Organizations are constantly coming up with new data. If you are an insurance buyer, how are you staying current?
Insurance buyers have certain expectations when they approach their broker to help develop their insurance programs. Communication is essential. When it comes to data, buyers need assistance from their broker partners to help interpret the data they need to understand. In turn, brokers need to understand their insurance buyers’ business. Staying current with their clients’ business developments is an essential element of the relationship. They require their broker to do their homework and stay proactive in the risks, trends, and needs related to their clients. The brokers that accomplish that stand out as differentiators in the industry.
From a broker perspective, they strive to understand every aspect of their client. It is not just the numbers, but rather every piece of related news about their clients and their clients’ industries. In addition, they reach out to other brokers in their organization for knowledge sharing. Time spent with their clients also helps broaden that understanding. Collectively, this is how to build the best and most advantageous connections.
Data is at the very center of this relationship. So what trends is the data showing us lately?
Zywave’s loss insight data shows the following casualty trends:
- $86M was the average nuclear verdict in 2025, which is up from $44M in 2010.
- 200+ cases exceeded $10M in 2025 alone.
- This produced a $4.2M median loss rate.
- This resulted in a 7% annual social inflation rate.
Severity trends continue to increase as a result, which is causing the cost of insurance to increase as a result, and the coverage gap is widening. This influences limits selection. Companies are essentially buying a limit today for losses that will not be settled for years from now. It is important to ensure that your limits will be appropriate when you incur those claims. Data helps determine that. This should include benchmarking in an organization’s peer group, which can yield very beneficial data points to consider.
AI is rapidly entering this dynamic, but it is what you do with that AI data that really matters. It cannot be something you use without oversight at this point. A human element is still necessary.

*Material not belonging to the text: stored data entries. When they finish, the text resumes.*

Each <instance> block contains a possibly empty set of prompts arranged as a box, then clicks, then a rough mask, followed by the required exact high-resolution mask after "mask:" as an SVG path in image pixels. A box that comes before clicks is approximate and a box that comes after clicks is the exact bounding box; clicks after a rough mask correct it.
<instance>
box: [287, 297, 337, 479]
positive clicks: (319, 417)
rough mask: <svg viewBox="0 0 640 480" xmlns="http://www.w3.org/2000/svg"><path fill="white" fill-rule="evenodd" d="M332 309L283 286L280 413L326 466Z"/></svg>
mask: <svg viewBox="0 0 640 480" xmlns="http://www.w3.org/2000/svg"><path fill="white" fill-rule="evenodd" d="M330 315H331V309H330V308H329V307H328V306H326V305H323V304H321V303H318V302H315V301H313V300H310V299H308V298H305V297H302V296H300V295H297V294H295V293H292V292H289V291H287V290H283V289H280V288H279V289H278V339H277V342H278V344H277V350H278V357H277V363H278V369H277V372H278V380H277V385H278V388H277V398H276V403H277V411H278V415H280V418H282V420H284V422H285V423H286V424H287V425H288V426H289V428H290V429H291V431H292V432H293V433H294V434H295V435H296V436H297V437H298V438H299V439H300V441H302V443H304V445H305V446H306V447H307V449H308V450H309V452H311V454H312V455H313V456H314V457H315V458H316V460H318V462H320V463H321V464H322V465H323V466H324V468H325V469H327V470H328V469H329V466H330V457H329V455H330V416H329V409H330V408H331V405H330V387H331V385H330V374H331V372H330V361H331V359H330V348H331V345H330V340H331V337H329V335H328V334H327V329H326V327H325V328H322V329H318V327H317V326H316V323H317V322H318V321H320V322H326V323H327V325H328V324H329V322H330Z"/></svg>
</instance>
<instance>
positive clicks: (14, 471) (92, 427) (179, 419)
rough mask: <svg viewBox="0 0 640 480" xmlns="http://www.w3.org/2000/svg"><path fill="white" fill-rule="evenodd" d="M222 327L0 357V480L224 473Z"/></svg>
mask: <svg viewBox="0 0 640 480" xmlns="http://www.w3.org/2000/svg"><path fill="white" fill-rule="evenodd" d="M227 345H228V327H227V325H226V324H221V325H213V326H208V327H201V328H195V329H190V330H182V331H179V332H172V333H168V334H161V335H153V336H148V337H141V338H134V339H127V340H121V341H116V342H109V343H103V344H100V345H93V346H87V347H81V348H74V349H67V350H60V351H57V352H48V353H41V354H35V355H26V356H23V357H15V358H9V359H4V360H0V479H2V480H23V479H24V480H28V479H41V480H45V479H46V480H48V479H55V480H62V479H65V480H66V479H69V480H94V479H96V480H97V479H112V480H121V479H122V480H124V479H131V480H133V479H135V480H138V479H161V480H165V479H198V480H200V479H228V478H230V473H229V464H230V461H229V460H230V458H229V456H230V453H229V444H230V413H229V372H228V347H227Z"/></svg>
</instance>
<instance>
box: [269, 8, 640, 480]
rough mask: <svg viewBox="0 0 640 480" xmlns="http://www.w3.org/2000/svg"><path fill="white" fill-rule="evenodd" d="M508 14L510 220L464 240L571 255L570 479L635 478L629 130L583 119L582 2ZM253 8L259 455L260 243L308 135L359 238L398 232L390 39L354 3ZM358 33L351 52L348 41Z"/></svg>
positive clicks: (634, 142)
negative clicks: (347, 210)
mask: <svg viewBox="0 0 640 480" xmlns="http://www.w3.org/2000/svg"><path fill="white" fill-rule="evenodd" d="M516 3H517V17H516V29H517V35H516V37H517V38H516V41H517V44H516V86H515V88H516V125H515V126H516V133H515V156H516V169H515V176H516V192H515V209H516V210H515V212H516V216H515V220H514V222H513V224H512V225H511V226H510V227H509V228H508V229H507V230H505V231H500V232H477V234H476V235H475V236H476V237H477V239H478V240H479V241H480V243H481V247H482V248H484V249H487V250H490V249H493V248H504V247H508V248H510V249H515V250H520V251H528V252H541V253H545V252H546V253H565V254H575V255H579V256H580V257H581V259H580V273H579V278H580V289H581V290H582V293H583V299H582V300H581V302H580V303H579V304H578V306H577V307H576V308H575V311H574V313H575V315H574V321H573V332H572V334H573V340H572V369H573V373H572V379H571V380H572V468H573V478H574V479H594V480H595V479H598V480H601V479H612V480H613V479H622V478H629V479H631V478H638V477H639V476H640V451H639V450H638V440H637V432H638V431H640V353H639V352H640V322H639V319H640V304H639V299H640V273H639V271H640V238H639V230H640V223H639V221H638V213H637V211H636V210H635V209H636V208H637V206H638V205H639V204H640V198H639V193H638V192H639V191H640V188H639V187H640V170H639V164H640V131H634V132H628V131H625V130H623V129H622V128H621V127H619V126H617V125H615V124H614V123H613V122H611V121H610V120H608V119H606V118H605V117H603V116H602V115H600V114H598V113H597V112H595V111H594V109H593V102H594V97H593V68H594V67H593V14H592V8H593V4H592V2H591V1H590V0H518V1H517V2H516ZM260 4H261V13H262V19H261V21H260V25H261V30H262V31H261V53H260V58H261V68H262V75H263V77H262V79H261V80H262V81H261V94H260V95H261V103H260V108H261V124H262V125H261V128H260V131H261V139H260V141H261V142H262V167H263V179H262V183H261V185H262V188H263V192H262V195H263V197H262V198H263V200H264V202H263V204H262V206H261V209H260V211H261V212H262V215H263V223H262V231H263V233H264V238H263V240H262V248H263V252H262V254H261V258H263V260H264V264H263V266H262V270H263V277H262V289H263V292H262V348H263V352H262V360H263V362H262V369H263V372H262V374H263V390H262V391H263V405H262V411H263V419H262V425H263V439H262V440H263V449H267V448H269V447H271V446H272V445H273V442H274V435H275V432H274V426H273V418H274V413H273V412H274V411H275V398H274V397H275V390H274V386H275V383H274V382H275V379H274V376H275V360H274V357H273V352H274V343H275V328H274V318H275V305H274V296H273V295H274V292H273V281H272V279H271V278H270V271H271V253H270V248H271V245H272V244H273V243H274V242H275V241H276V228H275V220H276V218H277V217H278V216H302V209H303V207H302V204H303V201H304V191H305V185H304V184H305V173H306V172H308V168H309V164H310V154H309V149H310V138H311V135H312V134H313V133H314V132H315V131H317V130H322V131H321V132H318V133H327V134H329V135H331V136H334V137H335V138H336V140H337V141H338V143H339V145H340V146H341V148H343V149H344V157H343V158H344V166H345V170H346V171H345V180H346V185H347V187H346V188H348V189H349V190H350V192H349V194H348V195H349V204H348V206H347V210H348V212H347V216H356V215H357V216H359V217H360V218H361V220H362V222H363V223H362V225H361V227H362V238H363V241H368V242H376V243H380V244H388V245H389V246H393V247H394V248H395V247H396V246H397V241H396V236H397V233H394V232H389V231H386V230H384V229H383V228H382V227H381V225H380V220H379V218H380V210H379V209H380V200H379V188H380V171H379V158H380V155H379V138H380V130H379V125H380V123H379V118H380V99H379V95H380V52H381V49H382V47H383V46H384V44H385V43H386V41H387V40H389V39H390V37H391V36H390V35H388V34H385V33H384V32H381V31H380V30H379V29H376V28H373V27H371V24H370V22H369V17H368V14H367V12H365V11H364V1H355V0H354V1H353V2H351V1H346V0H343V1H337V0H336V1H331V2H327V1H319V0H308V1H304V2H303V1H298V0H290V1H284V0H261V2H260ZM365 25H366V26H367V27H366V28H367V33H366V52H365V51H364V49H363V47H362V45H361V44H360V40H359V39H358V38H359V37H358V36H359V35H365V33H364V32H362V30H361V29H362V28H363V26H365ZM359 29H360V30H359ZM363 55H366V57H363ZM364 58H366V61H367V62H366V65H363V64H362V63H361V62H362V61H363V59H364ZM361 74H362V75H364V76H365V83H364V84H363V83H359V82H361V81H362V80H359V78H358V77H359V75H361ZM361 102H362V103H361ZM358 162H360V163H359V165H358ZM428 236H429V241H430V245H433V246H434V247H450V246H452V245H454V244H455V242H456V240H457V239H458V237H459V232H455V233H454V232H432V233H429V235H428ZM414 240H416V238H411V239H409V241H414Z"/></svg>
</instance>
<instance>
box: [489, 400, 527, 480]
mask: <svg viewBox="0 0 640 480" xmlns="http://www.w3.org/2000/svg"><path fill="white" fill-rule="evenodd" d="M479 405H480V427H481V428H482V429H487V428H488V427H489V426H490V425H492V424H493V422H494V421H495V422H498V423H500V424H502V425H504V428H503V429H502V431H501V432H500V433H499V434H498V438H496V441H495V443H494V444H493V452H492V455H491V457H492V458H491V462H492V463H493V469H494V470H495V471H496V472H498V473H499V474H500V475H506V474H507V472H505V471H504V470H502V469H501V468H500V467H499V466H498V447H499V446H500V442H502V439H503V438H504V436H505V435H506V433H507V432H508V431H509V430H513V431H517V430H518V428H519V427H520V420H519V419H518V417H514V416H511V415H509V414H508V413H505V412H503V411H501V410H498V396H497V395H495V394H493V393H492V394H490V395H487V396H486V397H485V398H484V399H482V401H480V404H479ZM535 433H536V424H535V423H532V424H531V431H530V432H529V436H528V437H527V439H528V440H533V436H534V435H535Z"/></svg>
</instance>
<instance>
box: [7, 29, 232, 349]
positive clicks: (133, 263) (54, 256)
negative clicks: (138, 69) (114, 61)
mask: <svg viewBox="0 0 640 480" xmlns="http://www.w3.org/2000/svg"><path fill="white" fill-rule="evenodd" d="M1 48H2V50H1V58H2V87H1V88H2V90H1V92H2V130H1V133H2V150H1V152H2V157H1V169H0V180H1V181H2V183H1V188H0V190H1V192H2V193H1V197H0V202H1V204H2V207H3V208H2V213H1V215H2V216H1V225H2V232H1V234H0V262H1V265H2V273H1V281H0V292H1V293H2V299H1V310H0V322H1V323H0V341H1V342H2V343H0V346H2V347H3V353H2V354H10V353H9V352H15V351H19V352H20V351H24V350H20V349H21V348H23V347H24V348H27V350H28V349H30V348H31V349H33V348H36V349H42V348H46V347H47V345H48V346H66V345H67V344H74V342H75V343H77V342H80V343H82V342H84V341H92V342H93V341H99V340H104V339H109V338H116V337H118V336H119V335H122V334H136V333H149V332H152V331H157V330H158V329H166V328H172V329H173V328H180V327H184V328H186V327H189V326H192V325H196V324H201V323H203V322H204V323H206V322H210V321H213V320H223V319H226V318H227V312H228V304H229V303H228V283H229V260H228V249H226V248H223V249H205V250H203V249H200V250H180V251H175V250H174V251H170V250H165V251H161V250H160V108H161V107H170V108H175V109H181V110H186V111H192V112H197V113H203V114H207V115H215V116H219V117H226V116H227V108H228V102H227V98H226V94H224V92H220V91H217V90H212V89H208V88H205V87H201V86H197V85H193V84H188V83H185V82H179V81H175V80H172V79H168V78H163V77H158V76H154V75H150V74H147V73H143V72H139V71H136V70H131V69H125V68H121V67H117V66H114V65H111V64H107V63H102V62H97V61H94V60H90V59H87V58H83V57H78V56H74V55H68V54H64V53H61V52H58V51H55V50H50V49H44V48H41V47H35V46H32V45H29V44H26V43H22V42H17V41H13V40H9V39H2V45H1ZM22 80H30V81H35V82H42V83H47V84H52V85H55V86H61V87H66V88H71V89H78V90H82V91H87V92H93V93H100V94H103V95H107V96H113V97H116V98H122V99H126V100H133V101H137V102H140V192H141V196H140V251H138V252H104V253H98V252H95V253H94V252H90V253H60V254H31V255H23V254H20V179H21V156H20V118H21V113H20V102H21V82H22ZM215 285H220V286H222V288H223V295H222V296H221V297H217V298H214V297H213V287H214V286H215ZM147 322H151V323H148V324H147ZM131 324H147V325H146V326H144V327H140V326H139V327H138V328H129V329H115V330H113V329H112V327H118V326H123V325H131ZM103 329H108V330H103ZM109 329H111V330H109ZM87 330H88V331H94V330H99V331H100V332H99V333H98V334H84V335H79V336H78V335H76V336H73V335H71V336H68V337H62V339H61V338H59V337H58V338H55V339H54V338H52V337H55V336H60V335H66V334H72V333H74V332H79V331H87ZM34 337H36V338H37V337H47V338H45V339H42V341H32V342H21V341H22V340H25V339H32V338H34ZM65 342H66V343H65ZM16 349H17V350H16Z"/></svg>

The quick AI answer might not be the information that the broker and their client is looking for, so quick is not always a solution for finding the right type of analysis to make informed decisions.
AI’s capabilities, however, are shifting rapidly. Applications within the industry will continue to improve and if industry stakeholders do not find out how to use AI to its benefit, they will be at a disadvantage. It will allow buyers, brokers, and carriers to become more informed and make insurance program structure decisions accordingly. Everyone’s goal should be the same, which is creating the best structured program for the client.